Quali sono le nostre fonti del latino volgare che, ricordiamo, è lingua
parlata e non esistevano i registratori? Per fortuna abbiamo fonti dirette e indirette,
le prime sono importanti ma poche e non esaustive, possono dirci come si parlava
il latino in una certa zona e in una certa epoca, se poi si riesce a collocare
cronologicamente le fonti. Al primo posto delle fonti dirette si pongono di solito le
opere dei grammatici, coloro che normalizzano la lingua e per far capire la forma
corretta vi mettono accanto la forma scorretta, quella della lingua parlata, la
deviazione dalla norma; una delle fonti principali è l'appendix Probi, una lista di
200 parole circa redatta da un maestro di scuola che cerca di insegnare il latino
vero. Gli autori classici ci aiutano in qualche caso perché usano consapevolmente
forme non classiche (Cicerone nelle lettere, Petronio nel Satyricon i cui personaggi
sono liberti cioè ex schiavi arricchiti e ignoranti che parlano il latino che sanno, in
quest'invenzione letteraria troviamo formule poi presenti nelle lingue romanze
dunque proprie della lingua parlata). Le iscrizioni latine non ufficiali (scritte sui
muri incise e quindi rimaste fino a noi) sono scritture estemporanee di persone
piuttosto istruite ma non coltissime, che usano un latino vicino a quello parlato, le
più importanti sono quelle di Pompei ed Ercolano piuttosto antiche e abbastanza
conservate. Poi abbiamo i glossari, rudimentali vocabolari o liste di parole tradotte
o note interlineari e marginali a testi latini perlopiù sacri nelle quali vengono
spiegate alcune parole; ci sono glossari in latino su latino (brevi espressioni del
latino patristico spiegate con glosse in latino più semplice e vicino al parlato) o
latino-volgare, dove il glossatore dà una traduzione in una lingua diversa, già
romanza, di alcune espressioni latine considerate difficili e non comprese. Uno dei
principali è il glossario di Reichenau, località sulla costa tedesca del lago di
Costanza, risalente al IX secolo ma le glosse sono forse del secolo precedente (si
tratta di una copia) e verosimilmente provengono dal Nord della Francia.

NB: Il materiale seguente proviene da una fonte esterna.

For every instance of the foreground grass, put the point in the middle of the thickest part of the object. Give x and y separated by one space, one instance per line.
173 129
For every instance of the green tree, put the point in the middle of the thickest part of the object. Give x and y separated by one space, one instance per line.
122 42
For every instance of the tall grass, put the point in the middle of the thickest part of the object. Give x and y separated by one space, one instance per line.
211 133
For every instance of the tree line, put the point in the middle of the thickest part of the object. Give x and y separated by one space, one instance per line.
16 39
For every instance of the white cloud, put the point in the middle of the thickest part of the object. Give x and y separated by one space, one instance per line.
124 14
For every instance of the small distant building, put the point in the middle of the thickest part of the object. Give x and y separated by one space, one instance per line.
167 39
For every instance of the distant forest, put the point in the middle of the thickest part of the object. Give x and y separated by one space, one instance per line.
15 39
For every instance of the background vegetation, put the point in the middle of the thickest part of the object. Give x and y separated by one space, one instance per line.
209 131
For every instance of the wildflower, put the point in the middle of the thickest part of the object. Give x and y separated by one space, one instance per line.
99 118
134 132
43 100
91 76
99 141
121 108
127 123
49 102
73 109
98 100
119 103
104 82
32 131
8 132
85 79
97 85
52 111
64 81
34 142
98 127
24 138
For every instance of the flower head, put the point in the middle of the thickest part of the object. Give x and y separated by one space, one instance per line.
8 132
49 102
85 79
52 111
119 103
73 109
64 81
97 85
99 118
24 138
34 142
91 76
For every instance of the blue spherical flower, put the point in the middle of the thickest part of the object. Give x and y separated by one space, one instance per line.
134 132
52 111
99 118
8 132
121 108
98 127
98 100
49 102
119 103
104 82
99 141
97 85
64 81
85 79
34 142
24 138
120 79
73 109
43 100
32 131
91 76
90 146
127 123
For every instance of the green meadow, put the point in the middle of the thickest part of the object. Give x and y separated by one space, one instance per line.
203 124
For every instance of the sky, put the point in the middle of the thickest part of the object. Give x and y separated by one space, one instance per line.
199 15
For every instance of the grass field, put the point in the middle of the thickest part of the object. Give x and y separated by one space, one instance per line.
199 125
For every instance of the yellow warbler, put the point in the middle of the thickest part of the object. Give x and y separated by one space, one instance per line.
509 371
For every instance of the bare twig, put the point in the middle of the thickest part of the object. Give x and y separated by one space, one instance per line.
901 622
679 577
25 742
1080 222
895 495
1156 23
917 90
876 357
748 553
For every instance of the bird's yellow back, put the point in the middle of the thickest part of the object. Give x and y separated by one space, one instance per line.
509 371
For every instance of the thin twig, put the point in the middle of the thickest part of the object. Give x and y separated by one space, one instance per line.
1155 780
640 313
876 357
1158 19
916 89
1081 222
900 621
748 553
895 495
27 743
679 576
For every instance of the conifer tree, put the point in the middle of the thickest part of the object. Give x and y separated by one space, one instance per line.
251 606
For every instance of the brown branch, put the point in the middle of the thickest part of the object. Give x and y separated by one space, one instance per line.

Anche il
latino dei trattati tecnici non è quello classico, specialmente il lessico è distante
(ricorda Vitruvio, l'architetto non è un grammatico); ci sono trattati di arte culinaria
e appunto di architettura. Gli autori cristiani avevano lo scopo di farsi capire,
specialmente i primi, e dunque usano un latino semplice (Agostino, meglio essere
rimproverati dai grammatici che non essere capiti dal popolo). Le fonti indirette
sono soprattutto le stesse lingue romanze, adozione del metodo ricostruttivo
comparativo (i germanisti devono ricostruire molto più spesso di noi perché
abbiamo latino classico e fonti dirette che ci aiutano, ma in alcuni casi il metodo è
necessario anche per le lingue romanze); si confrontano le forme delle lingue
romanze per ricostruire all'indietro il processo di modificazione fonetica che deve
essere avvenuto per risalire alla probabile forma latina. Esempi: infinito di potere,
it potere, spagn poder, franc pouvoir; si intuisce che sono forme imparentate tra
loro, infinito latino posse, ahia non possono derivare da posse queste forme! Le
fonti del latino volgare tacciono, devo ricostruire qualcosa che sta in mezzo tra
posse e le lingue romanze: la forma che si cerca è *potere, è un'ipotesi che si regge
perché la regolarizzazione dei verbi irregolari è fenomeno comune, posse è stato
regolarizzato come verbo della II coniugazione come attesta l'italiano con l'accento
sulla penultima, e l'italiano si spiega così facilmente, l'italiano è la lingua più
vicina al latino; ma questa forma spiega anche attraverso la fonetica il francese e lo
spagnolo? sì, le evoluzioni nelle due lingue sono regolari, la e finale latina in
spagnolo cade e l'occlusiva dentale intervocalica si sonorizza e spirantizza ed ecco
spiegato poder, in francese le consonanti intervocaliche si leniscono e spesso
cadono e spesso le occlusive diventano fricative sonore, la vocale finale cade, il
dittongo oi è pure regolare, avviene che una e lunga tonica latina in sillaba libera
dittonga in oi oggi pronunciato ua, ecco spiegato pouvoir. Altro esempio: il verbo
essere è circa come potere, it essere franc etre, lat esse, stessa regolarizzazione dei
verbi, da esse non si originano le lingue romanze; la forma *essere non è attestata
in nessuna fonte ma deve essere stata detta e scritta.